Node ID ranges have been allocated for manufacturers, organization members, etc in a separate note. We experimented with several ways to pre-assign to individual modelers, without using e.g. a membership number from some organization, without success.

We decided that it would not be a large burden to ask people to obtain an assigned range from a globally-visible web page.

Event ID

Why 64 bits for Event ID?

Event IDs are unique IDs with no internal structure, but defining them large enough for an NID plus a 16-bit sequence number makes unique allocation easy by piggy-backing on the NID allocation scheme. Whoever first defines a particular event need only use a node ID under their control (this could be the node ID of a specific piece of hardware, but it doesn't have to be, so long as it's owned by the person or board defining the event), plus a lower 16 bits that they know is unique. This is then guaranteed to be unique across any combination of OpenLCB nodes, gateways, etc, without the person/board doing the definition having to communicate with anybody else. This works even it parts of the OpenLCB are powered off, not yet installed, unreachable due to a missing link, or not even built yet.

16 bits for event number within each NID is perhaps a little large, but 8 bits (256 events per node) is clearly not enough. Since a byte is a very convenient unit, we go with two bytes.

6-byte EventIDs do take up memory. A board with 8 outputs might need 8*2*2 events, for a total of 200 bytes; large on the scale of current low-cost PIC microcomputers. But this restriction is rapidly being relaxed as new components are introduced.

CAN ID

The source CAN NID alias needs to fit completely within the header for arbitration, along with whatever other bits are required.

The headers are 11 and 29 bits, depending on standard vs. extended format.

The other bits that need to be included:

The longest defined payload (assuming 48 bit NID , 64 bit EventID and 1 byte MTI on CAN) is the PCER, MTI+EventID > 8 bytes, so MTI for at least this MTI value has to be in extended header.

The use of 11-bit CAN ID (in the absense of priority bits) would allow standard headers, but only 2047 unique nodes in the reachable OpenLCB installation. (Routing tables would map the external NIDs to the available CAN ID codes; the algorithm to do this would be complex if more than one gateway was allowed to attach to a CAN segment) More are clearly needed, and 16-bits is the next logical break point.

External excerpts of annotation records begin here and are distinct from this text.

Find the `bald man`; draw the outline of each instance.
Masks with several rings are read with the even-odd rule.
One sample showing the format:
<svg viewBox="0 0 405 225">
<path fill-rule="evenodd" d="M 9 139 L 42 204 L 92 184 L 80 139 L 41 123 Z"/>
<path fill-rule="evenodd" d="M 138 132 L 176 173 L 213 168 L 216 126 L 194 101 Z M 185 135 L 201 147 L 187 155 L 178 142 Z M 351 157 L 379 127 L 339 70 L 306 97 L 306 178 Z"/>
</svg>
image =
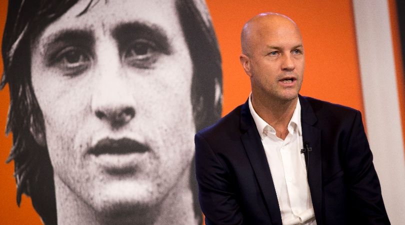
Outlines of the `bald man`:
<svg viewBox="0 0 405 225">
<path fill-rule="evenodd" d="M 262 14 L 241 41 L 252 92 L 195 137 L 206 224 L 390 224 L 360 112 L 298 94 L 296 23 Z"/>
</svg>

All this leads to an 16-bit CAN ID.


CAN Rate

Higher bit rates move more data and reduce latency. But they reduce segment capability in terms of length, node count and robustness against marginal wiring.


OpenLCB CAN frames tend to be large. Eight-byte EventIDs and extended CAN headers combine to roughly 120 bits. (Check that!) 125kbps CAN is then about 1000 frames per second, just a few milliseconds typical latency, and typical inter-frame time of a millisecond.


Raising the rate to e.g. 500kbps raises capacity to 4000 frames per second, and reduces latency by a little more than a factor of four. But it only leaves 250 nsec inter-frame time, which is a tougher constraint for small-processor nodes to meet. They'll need faster processors, more advanced buffering software, and/or more complex/expensive CAN interfaces.


The faster rate also reduces the reliable length of a CAN segment. 125kbps is meant to operate to a limit of 50 to 80 meters, while 500kbps should operate to 30 to 40 meters, roughly 100 feet. That still seems pretty long, but because wiring tends to snake around layouts, it might not be adequate for even a 25x25 foot layout.

CAN Segment Size

What should the recommended maximum number of nodes on a OpenLCB CAN segment? Of course, people will always connect more, but what recommended size properly balances reliability and robustness against the need to build large layouts?


This depends on what rate is specified, and also on the maximum length recommended.